From the 7th century onward, the Islamic Caliphates spread through relentless military conquests stretching from the Arabian Peninsula to North Africa, Persia, the Levant, the Indian subcontinent, Central Asia, and parts of Europe.
The expansion of Islam was political, legal, and cultural imperialism enforced by the sword.
The doctrine of jihad explicitly legitimized the conquest of non-Muslim lands, the enslavement of non-believers, and the imposition of dhimmitude, a state of second-class citizenship for Jews and Christians, and total persecution for polytheists.
Over 300 million people are estimated to have died directly or indirectly as a result of Islamic conquests, slavery, and institutionalized persecution over 14 centuries.
This includes the Hindu genocide in India, where historians like K.S. Lal estimate 80 million Hindus were killed; the decimation of Zoroastrianism in Persia; the obliteration of ancient African tribal cultures in the Sahel; and the destruction of the Byzantine Christian civilization across the Eastern Mediterranean.
Islamic imperialism did not merely conquer lands, it Arabized them.

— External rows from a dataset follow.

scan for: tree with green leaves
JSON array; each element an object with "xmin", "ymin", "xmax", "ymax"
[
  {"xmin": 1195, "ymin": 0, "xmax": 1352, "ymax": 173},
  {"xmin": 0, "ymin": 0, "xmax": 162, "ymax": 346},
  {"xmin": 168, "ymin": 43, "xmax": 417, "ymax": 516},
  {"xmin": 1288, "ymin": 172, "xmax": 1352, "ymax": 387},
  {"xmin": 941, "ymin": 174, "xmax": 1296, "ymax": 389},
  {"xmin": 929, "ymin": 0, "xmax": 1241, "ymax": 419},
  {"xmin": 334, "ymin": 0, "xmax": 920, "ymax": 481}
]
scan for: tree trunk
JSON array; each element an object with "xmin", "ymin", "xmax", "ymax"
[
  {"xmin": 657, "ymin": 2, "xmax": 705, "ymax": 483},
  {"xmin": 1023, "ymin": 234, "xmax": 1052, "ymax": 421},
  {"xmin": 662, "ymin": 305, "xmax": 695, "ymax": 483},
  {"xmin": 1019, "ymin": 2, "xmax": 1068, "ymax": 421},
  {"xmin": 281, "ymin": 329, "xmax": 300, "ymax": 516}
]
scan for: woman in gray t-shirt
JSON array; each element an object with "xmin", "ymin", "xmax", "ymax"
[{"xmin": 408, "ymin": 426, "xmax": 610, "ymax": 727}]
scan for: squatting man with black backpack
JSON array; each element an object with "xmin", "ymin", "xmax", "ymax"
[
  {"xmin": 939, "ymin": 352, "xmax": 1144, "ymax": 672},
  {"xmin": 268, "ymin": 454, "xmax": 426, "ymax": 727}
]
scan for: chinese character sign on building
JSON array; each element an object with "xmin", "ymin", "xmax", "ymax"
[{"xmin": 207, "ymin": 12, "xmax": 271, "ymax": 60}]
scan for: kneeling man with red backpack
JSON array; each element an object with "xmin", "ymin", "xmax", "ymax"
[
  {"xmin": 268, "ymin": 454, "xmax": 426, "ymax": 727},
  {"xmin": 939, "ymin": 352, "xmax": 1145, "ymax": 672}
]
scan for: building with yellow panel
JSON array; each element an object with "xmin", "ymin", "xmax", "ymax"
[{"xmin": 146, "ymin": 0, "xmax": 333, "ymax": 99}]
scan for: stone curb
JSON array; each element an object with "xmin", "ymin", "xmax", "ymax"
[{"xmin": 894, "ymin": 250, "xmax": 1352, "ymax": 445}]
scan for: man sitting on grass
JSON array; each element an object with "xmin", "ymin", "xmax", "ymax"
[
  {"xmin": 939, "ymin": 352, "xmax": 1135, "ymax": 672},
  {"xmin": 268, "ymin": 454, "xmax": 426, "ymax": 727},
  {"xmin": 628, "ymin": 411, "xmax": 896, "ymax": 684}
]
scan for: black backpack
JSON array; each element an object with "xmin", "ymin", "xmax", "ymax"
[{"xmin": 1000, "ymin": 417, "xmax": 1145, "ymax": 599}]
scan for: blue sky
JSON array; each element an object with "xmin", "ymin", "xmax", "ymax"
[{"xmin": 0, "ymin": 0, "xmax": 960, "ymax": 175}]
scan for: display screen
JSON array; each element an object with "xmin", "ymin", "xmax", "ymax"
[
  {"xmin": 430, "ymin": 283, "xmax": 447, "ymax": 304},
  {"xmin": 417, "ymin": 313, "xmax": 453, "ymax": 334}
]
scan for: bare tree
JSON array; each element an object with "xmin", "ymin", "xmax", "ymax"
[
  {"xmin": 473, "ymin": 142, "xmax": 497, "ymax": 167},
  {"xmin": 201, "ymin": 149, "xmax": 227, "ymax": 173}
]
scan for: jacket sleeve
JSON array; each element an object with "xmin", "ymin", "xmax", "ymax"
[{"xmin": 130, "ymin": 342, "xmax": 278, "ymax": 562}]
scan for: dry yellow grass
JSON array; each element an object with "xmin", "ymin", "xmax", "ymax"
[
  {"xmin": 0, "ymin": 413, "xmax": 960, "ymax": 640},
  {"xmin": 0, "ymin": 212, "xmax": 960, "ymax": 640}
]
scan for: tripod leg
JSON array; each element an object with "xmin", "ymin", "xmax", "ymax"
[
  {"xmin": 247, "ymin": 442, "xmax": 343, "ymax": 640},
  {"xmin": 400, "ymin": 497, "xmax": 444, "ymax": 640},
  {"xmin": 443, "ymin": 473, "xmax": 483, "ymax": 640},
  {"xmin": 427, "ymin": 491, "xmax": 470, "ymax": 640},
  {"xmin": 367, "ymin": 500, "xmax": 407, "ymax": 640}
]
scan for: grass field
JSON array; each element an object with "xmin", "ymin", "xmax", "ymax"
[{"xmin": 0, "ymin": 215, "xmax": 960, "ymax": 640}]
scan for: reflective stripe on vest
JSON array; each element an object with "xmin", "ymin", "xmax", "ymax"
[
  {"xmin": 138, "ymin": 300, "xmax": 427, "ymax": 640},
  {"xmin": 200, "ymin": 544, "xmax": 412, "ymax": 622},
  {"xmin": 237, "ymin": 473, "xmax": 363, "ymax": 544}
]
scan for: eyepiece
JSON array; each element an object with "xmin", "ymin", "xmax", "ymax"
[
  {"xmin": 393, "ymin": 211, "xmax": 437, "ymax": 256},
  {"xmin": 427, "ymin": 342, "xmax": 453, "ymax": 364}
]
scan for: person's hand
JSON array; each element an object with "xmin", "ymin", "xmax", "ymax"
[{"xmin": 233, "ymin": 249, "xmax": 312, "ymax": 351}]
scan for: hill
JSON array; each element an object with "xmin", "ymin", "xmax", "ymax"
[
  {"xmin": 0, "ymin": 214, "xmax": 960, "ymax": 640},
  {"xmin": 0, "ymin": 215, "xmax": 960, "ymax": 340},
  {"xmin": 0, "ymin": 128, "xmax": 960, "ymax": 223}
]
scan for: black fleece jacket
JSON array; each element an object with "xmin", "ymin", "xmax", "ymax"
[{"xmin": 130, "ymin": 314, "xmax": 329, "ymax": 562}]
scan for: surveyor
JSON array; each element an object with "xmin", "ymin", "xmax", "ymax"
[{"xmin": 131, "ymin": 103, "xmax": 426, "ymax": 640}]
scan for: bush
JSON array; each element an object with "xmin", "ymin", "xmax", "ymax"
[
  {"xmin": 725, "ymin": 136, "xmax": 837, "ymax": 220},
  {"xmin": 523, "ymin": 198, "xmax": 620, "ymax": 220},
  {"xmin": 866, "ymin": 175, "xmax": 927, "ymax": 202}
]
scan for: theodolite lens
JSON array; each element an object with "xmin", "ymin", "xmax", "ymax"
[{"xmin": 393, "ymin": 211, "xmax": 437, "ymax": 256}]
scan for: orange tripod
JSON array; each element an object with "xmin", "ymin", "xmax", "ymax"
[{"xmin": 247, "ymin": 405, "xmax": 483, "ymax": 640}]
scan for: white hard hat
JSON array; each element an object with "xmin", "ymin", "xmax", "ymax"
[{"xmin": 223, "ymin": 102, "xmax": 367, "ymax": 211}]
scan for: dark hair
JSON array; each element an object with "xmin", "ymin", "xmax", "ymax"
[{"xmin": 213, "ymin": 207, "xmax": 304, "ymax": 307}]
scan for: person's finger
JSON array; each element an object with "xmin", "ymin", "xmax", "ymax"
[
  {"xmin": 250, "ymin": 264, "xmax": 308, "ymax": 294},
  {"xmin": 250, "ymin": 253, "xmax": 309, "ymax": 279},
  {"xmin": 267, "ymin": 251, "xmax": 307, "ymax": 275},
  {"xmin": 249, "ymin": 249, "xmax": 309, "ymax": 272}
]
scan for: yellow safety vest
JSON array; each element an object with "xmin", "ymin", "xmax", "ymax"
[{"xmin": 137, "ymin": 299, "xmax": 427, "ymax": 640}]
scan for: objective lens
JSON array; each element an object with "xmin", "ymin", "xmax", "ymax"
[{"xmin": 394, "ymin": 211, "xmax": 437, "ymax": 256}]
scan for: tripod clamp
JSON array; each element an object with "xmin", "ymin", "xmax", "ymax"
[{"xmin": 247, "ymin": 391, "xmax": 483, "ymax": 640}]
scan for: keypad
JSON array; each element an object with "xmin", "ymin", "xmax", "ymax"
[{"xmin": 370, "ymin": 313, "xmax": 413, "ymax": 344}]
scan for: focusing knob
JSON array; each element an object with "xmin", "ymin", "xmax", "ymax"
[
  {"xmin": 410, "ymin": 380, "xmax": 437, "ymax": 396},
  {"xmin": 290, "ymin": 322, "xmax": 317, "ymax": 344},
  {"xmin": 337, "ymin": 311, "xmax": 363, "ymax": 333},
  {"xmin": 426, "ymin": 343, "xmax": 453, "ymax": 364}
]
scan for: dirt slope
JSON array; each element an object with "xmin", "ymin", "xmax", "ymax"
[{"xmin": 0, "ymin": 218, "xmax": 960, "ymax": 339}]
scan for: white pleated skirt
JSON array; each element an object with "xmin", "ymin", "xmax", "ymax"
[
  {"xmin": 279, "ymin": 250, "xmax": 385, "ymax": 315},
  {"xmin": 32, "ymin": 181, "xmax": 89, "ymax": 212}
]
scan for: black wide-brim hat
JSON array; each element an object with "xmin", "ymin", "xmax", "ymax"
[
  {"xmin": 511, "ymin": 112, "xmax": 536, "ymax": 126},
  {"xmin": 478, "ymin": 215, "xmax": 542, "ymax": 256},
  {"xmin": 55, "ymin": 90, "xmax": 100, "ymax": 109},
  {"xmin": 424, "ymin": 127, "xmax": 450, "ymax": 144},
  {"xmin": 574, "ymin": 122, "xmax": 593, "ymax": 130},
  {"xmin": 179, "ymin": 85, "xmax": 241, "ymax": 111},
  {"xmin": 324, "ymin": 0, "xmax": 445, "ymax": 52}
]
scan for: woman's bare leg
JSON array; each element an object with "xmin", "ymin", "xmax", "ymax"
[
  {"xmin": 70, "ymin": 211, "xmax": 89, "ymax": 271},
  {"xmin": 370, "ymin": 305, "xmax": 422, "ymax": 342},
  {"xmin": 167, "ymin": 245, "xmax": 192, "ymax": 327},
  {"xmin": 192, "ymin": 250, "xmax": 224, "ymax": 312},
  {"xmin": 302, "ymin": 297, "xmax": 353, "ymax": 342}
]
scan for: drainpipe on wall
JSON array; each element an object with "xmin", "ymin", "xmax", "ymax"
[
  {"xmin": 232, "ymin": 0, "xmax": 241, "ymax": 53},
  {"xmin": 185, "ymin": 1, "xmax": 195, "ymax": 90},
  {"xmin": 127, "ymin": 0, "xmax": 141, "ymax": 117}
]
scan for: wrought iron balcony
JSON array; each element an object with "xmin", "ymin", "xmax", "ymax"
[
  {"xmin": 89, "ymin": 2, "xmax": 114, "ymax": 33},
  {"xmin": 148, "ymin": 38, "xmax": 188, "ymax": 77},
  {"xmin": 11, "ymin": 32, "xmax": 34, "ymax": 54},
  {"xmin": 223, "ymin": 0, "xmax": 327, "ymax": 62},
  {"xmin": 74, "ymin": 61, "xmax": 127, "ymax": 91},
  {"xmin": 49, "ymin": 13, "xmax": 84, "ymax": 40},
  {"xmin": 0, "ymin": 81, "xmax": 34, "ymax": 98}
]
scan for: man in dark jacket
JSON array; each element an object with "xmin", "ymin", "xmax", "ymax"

Persian, Berber, Coptic, Syriac, Aramaic, and countless African languages and cultures were either marginalized or erased.
The Arab identity became the default face of Islam, even in non-Arab lands. Cities like Alexandria, Carthage, and Damascus, once bastions of classical thought and Christian theology, were transformed into outposts of Islamic rule, their libraries burned, their churches converted, and their populations forcibly converted or reduced to servitude.
And yet, when the modern left speaks of cultural appropriation, linguistic erasure, or settler violence, these episodes never appear in their moral inventory.
The only colonialism that matters, it seems, is that which emerged from Europe.
Why is this massive, centuries-long imperial project not only ignored but actively whitewashed by the progressive intelligentsia? Three reasons:
1.Victimhood Hierarchy: In the left’s worldview, Muslims occupy the role of “oppressed minority,” especially in the West.
Criticizing Islam, even when grounded in historical fact, risks disrupting this victimhood narrative and is swiftly branded as “Islamophobic.”
2.Postmodernism and Cultural Relativism: The academic left, steeped in Foucault and Said, often refuses to judge non-Western cultures by universal standards.
Thus, Islamic slavery, misogyny, or religious violence is excused as “contextual,” while similar Western practices are condemned as unforgivable.
3.Political Expediency: Islam, despite its imperialist core, is increasingly seen as a geopolitical ally against Western conservatism, capitalism, and Zionism.
Therefore, its historical crimes are either downplayed or completely omitted.
It is incoherent to denounce European colonialism while ignoring Islamic colonialism. If moral consistency is the standard, then Islamic empires, from the Rashidun and Umayyads to the Ottomans, must be held accountable for their conquests, forced conversions, enslavement, and genocides.
The left’s moral outrage is not rooted in historical justice, but ideological selectivity.
By refusing to acknowledge Islamic colonialism, they betray their own stated principles and reduce the idea of decolonization to a weapon, not a value.